• Trading knowledge by Frank Norman

    Observations on scientific information, from a librarian's perspective

    • Prawnography

      Thursday, 05 Mar 2009 - 09:49 UTC

      I just have to share a truly awful press release headline with you:

      Prawnography shows captive bred prawns lack lust

      It’s all an attempt to find out why prawns bred in captivity did not go on to breed well. Researchers at Queensland University of Technology studied hours of tapes of prawns having sex, hence … prawnography. When I first read the word I assumed it was some new kind of imaging technique, but then the awful truth dawned as I read on.

      Last updated: Thursday, 05 Mar 2009 - 09:49 UTC

      • Comments

        • Date:
          Thursday, 05 Mar 2009 - 18:03 UTC
          Cath Ennis said:

          It’s hard out there for a shrimp.

        • Date:
          Friday, 06 Mar 2009 - 14:36 UTC
          Cath Ennis said:

          Nobody?

          Nothing?

          Really?

          Bah. Screw you guys, I’m going home.

        • Date:
          Friday, 06 Mar 2009 - 15:07 UTC
          Frank Norman said:

          I see Christie has written more about this. I took the easy option of just providing a link but Christie has explained what it’s all about.

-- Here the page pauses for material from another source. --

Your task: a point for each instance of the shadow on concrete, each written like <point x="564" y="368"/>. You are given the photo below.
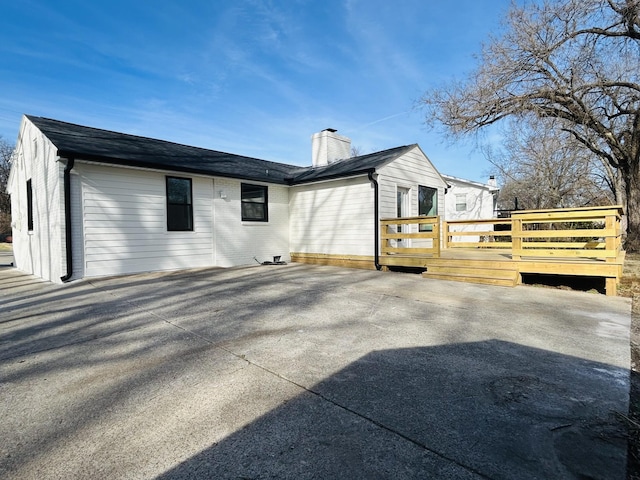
<point x="489" y="409"/>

          Cath – I did wonder whether that was a slightly risque (or should that be bisque?) joke, but I thought “no I’m sure that nice Cath Ennis wouldn’t be making a rude joke now”. Or have I got the wrong end of the shrimp?

        • Date:
          Friday, 06 Mar 2009 - 15:40 UTC
          Cath Ennis said:

          It happens occasionally…

          Bisque – LOL

        • Date:
          Friday, 06 Mar 2009 - 16:00 UTC
          Henry Gee said:

          Chill out, Cath. No need to get crabby.

        • Date:
          Friday, 06 Mar 2009 - 16:08 UTC
          Cath Ennis said:

          Nah, just flexing my mussels

          (Seen on an “English” restaurant menu in Bruges: “The chef’s own muscles”. Also, “Tepid lobster at the style of the grandfather”).

        • Date:
          Friday, 06 Mar 2009 - 16:09 UTC
          Frank Norman said:

          These jokes are warming the cockles of my heart.

        • Date:
          Friday, 06 Mar 2009 - 16:15 UTC
          Henry Gee said:

          @ Cath – LOL… Keep going, don’t clam up.

        • Date:
          Friday, 06 Mar 2009 - 16:24 UTC
          Cath Ennis said:

          Oy! Ster-ing it up again, are you?

        • Date:
          Friday, 06 Mar 2009 - 17:02 UTC
          Henry Gee said:

          Mind like a razor, you have. I consider myself scalloped.

        • Date:
          Friday, 06 Mar 2009 - 17:19 UTC
          Frank Norman said:

          Whel, k-an you believe this torrent of “jokes”?

        • Date:
          Friday, 06 Mar 2009 - 17:21 UTC
          Henry Gee said:

          You might have to exercise the Nucula option.

        • Date:
          Friday, 06 Mar 2009 - 17:38 UTC
          Cath Ennis said:

          These rotten seafood jokes are making me feel rather limp – et’s not a good start to the day. You’re all so shellfish. I actually had to go and buy some antacids. That’s almost eleven Canadian dollars – or sick squid.

        • Date:
          Friday, 06 Mar 2009 - 17:42 UTC
          Maxine Clarke said:

          Those fossil fish undertaking a certain activity, published in Nature, contributed significantly to the nature.com crash a week or so ago – so I was keeping quiet on this one! (I was going to write clammed but Cath used that already).

        • Date:
          Friday, 06 Mar 2009 - 17:55 UTC
          Kristi Vogel said:

          Had there been time at CISB09, Gees Minor and Minima and I could have crocheted an echinoderm with abundant sharp spines, perhaps made from fir or spruce needles.

          It would have been a veritable Urchin of Menace.

        • Date:
          Friday, 06 Mar 2009 - 18:43 UTC
          Henry Gee said:

          @ Maxine – sigh. It probably says something about the human condition that a paper about sex, even in fishes that died out more than 300 million years ago, crashed the Nature site.

          @ Kristi – not an Urchin of DOOM?